Prime Minister Freundel Stuart has dismissed accusations that his administration was moving to make Barbados a “police state” and called on those opposed to the recent passage of the Police Act to test the legislation in the courts.
Stuart speaking at a political meeting of his ruling Democratic Labour Party (DLP) on Sunday night, said those opposed to the measure were only trying to cause alarm on the island and urged them to take the matter to the courts.
“That is what courts do,” he said, noting that it was not enough for anyone to be “walking around the place pronouncing on the constitutionality of any piece of legislation.
“If you feel that the piece of legislation needs to be tested for constitutionality go to court and ask the courts to pronounce on it. But trying to start an alarm in the society and to give the impression that the governments wants to create a police state is really not the best example of civic virtue,” he told supporters.
Social activist and attorney-at-law David Comissiong has been leading the opposition to the newly amended Police Act, saying he would most likely challenge the issue in the courts.
In a statement, entitled, A Citizen’s Response to the Newly Amended Police Act, Comissiong said ‘it is highly unlikely that this new piece of legislation will pass the test of constitutionality once it is challenged in the Supreme Court of Barbados”.
He said the Stuart government had two years ago enacted the Immigration (Biometrics) Regulations that stipulated that every Barbadian travelling from or returning to his or her own country had to be fingerprinted, and that Barbadians could actually be prevented from re-entering their own country if they refused to be fingerprinted.

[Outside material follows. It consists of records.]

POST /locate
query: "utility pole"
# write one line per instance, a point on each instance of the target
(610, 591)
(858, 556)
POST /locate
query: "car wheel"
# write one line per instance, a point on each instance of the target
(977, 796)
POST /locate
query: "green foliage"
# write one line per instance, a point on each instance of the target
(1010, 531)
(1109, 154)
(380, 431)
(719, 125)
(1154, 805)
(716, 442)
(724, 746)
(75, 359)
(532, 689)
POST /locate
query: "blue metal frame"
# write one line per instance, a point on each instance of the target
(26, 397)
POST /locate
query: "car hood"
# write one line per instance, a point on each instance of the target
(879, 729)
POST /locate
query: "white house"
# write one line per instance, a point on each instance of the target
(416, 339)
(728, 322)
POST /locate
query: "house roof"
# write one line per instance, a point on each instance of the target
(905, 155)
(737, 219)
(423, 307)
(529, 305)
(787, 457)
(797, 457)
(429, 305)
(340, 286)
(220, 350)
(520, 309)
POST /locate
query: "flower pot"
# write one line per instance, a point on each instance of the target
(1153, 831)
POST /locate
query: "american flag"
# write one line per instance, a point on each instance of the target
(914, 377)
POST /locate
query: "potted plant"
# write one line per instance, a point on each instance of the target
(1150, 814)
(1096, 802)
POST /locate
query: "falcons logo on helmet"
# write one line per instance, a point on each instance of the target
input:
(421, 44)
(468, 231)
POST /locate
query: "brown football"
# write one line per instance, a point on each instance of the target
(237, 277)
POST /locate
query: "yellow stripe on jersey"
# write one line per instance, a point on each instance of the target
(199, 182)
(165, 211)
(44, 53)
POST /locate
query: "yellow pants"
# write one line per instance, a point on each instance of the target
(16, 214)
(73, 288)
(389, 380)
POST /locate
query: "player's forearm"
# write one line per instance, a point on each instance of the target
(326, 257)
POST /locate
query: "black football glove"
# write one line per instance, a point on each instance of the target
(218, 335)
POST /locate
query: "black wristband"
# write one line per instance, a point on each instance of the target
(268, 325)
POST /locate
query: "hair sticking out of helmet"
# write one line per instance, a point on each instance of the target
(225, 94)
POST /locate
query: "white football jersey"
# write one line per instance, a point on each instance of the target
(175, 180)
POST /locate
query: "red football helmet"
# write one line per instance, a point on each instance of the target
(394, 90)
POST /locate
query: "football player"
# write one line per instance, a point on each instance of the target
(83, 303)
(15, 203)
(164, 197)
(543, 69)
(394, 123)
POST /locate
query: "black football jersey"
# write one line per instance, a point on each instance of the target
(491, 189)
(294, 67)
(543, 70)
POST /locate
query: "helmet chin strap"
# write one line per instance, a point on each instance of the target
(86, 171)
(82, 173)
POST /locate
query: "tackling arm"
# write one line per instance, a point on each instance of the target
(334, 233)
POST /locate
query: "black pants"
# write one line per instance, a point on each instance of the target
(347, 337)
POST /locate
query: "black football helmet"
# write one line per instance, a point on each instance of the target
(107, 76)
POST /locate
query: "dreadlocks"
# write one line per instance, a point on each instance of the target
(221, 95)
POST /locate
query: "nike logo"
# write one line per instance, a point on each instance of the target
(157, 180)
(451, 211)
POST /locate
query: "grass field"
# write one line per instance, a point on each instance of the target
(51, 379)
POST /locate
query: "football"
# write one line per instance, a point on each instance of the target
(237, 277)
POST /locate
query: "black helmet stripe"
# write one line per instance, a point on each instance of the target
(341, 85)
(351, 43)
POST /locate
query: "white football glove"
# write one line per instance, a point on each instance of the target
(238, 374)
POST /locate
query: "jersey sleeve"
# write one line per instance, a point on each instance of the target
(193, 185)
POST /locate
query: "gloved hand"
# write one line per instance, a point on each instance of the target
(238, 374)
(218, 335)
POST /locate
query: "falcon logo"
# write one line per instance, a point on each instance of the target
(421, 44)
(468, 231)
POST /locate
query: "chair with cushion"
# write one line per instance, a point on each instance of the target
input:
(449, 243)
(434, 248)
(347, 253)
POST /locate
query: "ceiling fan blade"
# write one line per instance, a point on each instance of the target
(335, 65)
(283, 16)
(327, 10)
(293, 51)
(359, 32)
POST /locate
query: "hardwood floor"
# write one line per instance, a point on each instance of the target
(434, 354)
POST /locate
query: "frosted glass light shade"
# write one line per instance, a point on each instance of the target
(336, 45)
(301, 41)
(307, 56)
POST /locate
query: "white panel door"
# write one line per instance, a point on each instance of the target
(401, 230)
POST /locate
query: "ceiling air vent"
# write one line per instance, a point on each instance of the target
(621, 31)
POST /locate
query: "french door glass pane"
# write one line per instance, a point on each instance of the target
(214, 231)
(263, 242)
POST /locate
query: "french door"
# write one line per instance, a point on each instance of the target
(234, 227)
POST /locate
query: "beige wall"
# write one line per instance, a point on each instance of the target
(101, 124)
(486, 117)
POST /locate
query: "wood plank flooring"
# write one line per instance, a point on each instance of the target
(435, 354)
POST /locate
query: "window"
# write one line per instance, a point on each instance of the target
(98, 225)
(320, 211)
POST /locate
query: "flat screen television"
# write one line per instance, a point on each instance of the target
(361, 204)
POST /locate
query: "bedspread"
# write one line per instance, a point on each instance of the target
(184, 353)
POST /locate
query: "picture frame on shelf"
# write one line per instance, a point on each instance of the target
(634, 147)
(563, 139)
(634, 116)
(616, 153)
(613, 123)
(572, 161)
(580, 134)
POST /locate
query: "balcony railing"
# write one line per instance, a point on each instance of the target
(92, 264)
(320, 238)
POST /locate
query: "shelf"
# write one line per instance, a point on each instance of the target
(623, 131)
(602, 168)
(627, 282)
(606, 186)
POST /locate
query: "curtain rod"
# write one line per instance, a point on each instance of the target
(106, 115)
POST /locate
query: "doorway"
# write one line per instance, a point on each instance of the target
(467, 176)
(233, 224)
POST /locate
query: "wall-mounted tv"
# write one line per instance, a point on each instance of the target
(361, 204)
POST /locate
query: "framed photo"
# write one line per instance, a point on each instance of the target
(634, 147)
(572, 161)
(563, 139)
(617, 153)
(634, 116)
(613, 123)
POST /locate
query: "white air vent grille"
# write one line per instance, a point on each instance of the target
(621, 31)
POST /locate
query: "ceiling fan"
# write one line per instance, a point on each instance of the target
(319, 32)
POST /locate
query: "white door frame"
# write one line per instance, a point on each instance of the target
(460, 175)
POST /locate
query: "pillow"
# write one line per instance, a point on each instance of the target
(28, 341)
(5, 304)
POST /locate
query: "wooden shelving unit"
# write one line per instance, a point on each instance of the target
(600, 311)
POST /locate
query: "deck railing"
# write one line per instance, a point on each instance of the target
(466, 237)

“These regulations — it should be recalled — were found to be unconstitutional and were struck down by the Supreme Court of Barbados. How tragic it is that the callous and stiff-necked Freundel Stuart administration has seemingly learnt nothing from that most shameful episode in the history of the Parliament of Barbados.”
Comissiong, the founder of the Clement Payne Movement (CPM), said that under the Police Act, the Commissioner of Police and the Attorney General will have the power not only to determine which areas of Barbados will be placed under curfew, but also to determine the curfew hours, he explained.
“These two office holders will therefore have the power to imprison thousands of Barbadians in their homes for up to 48 hours, or to prohibit thousands of Barbadians from returning to and accessing their homes over a 48-hour period.
“In addition, the police will have the power to cordon off areas of Barbados for eight hours at a time, and to oblige any person who happens to be within the cordoned area to answer questions put to them by the police. And so, the citizen’s right to choose to remain silent is thrown out of the window,” he said.
But Prime Minister Stuart said that some communities had been under curfew for years as a result of the activities of the criminals in the areas.
“That criminal element with firearms have been keeping people off the streets at nights and beyond a certain time of day. Do we prefer them to do it, protecting their own criminal enterprise or do we want it done by the Royal Barbados Police Force lawfully in accordance with the law for the protection of all of us?
“That’s the choice. If you prefer curfews done by the criminal gun totting element that’s a choice you can make,” Stuart told the DLP meeting.